Ora às portas da pandemia os
sinos tocaram mais uma vez a rebate, desta vez os carrilhões de Mafra.
Um documento (importante) do
Ministério da Agricultura fez o balanço das disponibilidades e possíveis
problemas com o abastecimento alimentar do país. Pode ler-se na página 18:
«Segundo o INE (…) nos cereais de outono/inverno, e pelo sétimo ano consecutivo,
a superfície instalada diminuiu, passando para os 106 mil hectares (a menor dos
últimos cem anos), com reduções generalizadas: trigo duro (-15%), triticale1 e
cevada (-10%) e trigo mole e aveia (-5%) (...)». Do centeio, do praganoso das
serranias já nem falam! Cito e sublinho «Grau de Autoaprovisionamento: 4% em
2017/18». Mesmo no milho, onde a situação é melhor, estamos com um grau de
autoaprovisionamento de 24,2%
.
Dito isto, quem será capaz de
dizer que as políticas agrícolas de sucessivos governos PS, PSD e CDS, a
Política Agrícola Comum (PAC) e as sucessivas reformas da PAC, guiadas pelos
interesses agrícolas da França, Alemanha, Holanda e outros, foram acertadas,
adequadas ao país? E outra conclusão se impõe: apesar de todos os avisos, 2008
e 2012, o país não emendou a mão.
Mas dizer o país é atirar a
responsabilidade para cima de todos, e muitos houve que, bem pelo contrário,
avisaram dos riscos dessas políticas, das suas consequências para a Soberania
Alimentar do país.
Não foi por falta de alertas do
PCP e de muita gente, da esquerda à direita, que se prosseguiu essa política
suicida. O PCP tem a consciência tranquila (embora não esteja sossegado). Em
sucessivas intervenções e projectos na Assembleia da República, nomeadamente em
2008 e 2012, em cada reforma da PAC desde 1992, avisou e tudo fez para mudar o
rumo das políticas agrícolas do país. Em cada Programa Eleitoral
sempre inscreveu como questão central e decisiva: «Portugal necessita de
políticas agrícolas e de pescas com o objectivo de abastecer a população com
produtos saudáveis, assegurar níveis de auto-abastecimento e o equilíbrio da
balança agro-alimentar (…)», ou seja a «Soberania e seguranças alimentares».
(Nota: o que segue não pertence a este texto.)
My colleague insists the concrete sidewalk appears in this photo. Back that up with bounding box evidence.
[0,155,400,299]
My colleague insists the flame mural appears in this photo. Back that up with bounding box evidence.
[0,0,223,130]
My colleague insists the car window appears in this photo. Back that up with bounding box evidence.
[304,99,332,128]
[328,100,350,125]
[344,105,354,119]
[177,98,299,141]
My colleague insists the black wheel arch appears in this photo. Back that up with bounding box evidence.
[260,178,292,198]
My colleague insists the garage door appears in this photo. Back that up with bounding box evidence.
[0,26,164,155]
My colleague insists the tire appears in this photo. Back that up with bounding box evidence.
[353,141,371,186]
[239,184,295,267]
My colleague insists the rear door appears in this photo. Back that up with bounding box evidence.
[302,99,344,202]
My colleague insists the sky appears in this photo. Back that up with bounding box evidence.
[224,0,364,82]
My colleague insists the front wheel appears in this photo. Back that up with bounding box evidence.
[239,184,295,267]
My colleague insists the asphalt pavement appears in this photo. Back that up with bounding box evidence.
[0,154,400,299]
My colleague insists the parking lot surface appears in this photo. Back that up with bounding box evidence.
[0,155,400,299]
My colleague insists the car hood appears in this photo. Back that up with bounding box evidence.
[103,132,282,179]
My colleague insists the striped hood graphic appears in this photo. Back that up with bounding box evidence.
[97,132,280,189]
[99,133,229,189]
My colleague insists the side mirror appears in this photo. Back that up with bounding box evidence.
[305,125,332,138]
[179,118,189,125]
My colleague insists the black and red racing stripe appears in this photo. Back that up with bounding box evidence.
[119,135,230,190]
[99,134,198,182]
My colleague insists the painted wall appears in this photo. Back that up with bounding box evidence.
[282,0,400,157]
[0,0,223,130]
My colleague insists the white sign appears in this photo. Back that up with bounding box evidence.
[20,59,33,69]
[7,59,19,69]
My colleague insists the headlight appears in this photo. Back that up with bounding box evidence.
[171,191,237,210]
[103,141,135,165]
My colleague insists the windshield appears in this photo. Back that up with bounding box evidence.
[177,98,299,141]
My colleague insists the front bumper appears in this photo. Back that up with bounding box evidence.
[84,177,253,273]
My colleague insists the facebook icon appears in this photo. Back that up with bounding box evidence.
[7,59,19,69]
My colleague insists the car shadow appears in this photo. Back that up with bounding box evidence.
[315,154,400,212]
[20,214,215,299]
Uma agricultura capaz de produzir
o que o povo português precisa para se alimentar em boas condições e assegurar
a Soberania Alimentar do país, o que não significa ausência de trocas
comerciais de bens agro-alimentares com outros países, que sempre houve e
haverá. Uma agricultura implementada em função da terra agrícola que temos, das
nossas condições edafoclimáticas2,
das estruturas económicas e sociais do nosso mundo rural, nomeadamente, da
forte presença da agricultura familiar, e por políticas ajustadas às nossas capacidades
e necessidades. E levada a cabo pelos governos e Assembleia da República no
quadro do regime democrático consagrado na Constituição da República. Não pode
ser uma política agrícola conduzida pela Bolsa Agrícola de Chicago, pelos
mercados internacionais e pelos preços que assim são fixados (grande parte das
vezes por razões completamente estranhas às variações da oferta e procura de
bens, mas pelos jogos financeiros e políticos de quem faz da alimentação
instrumento de especulação e arma de agressão e geopolítica). Mas é o que hoje
preside e conduz a PAC, como afirma sem rebuços a Comissão Europeia (CE).
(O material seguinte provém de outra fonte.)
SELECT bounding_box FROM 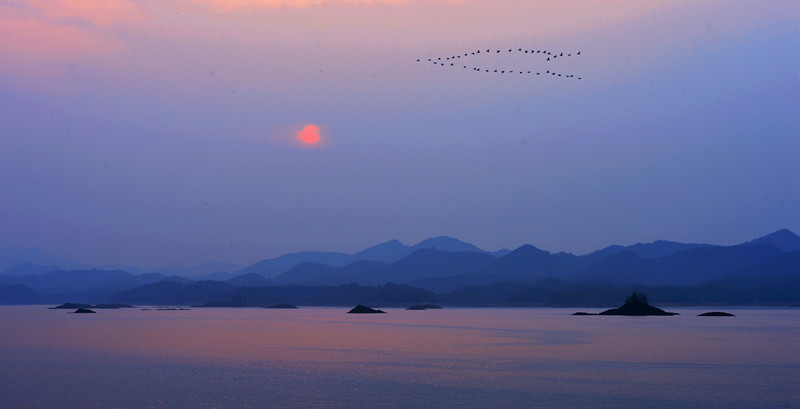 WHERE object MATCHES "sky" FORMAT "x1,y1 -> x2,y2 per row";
0,0 -> 800,267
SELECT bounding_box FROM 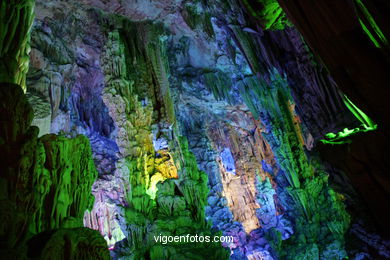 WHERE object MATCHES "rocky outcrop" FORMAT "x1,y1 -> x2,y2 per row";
0,0 -> 35,91
0,83 -> 107,259
6,0 -> 383,259
279,0 -> 390,236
Portugal não pode, seguindo as
orientações determinadas por esses grupos de interesses, especializar o seu
território em eucalipto, azeite e alguma produção hortícola, reduzindo as
potencialidades e a diversidade do seu agro segundo os interesses do lucro
desses grupos transnacionais e nacionais. É muito importante o equilíbrio da
Balança Agro-alimentar. São importantes as nossas exportações. Mas temos de
recusar um equilíbrio assente apenas em valor, sacrificando a produção nacional
de bens estratégicos como os cereais, o leite, a carne, os horto-frutícolas,
oleaginosas e proteaginosas, o açúcar, etc. Não basta que o país exporte em
pasta de papel, azeite e vinho (e que importantes são estas exportações),
porque a sua especialização na produção destes produtos não é suficiente para
compensar o que importamos em cereais, carne, etc.
O que precisamos é de produzir
tanto quanto for possível e compatível com as condições agrológicas e
edafoclimáticas do país, e a sustentabilidade dos equilíbrios ecológicos, os
produtos agro-alimentares estratégicos. Não temos terras nem clima para produzir
100% dos cereais que necessitamos. Mas conseguir 50% é uma coisa e estar
reduzido a 4%, a caminho de zero por cento, é outra radicalmente diferente! É a
dependência absoluta do país no abastecimento de um bem essencial à
sobrevivência desta colectividade humana. Estas considerações devem levar-nos à
necessidade da (re)inscrição da Soberania Alimentar no «Conceito Estratégico de
Defesa Nacional», de onde foi apeado pelo PS, PSD e CDS. A argumentação era que
a nossa pertença à União Europeia (UE) e a liberalização do comércio mundial
deveriam expurgar das nossas preocupações qualquer problema com o abastecimento
alimentar do país. Este «Conceito» define as prioridades do Estado em matéria
de defesa, de acordo com o interesse nacional, e é parte integrante da política
de defesa nacional, no quadro dos princípios e normas constitucionais.
Ora, parece que a pandemia faz
entrar pela janela o que foi expulso pela porta da política de direita: as
preocupações com o abastecimento alimentar do nosso povo. Se dúvidas houvesse,
basta ler o documento já referido elaborado pelo Ministério da Agricultura.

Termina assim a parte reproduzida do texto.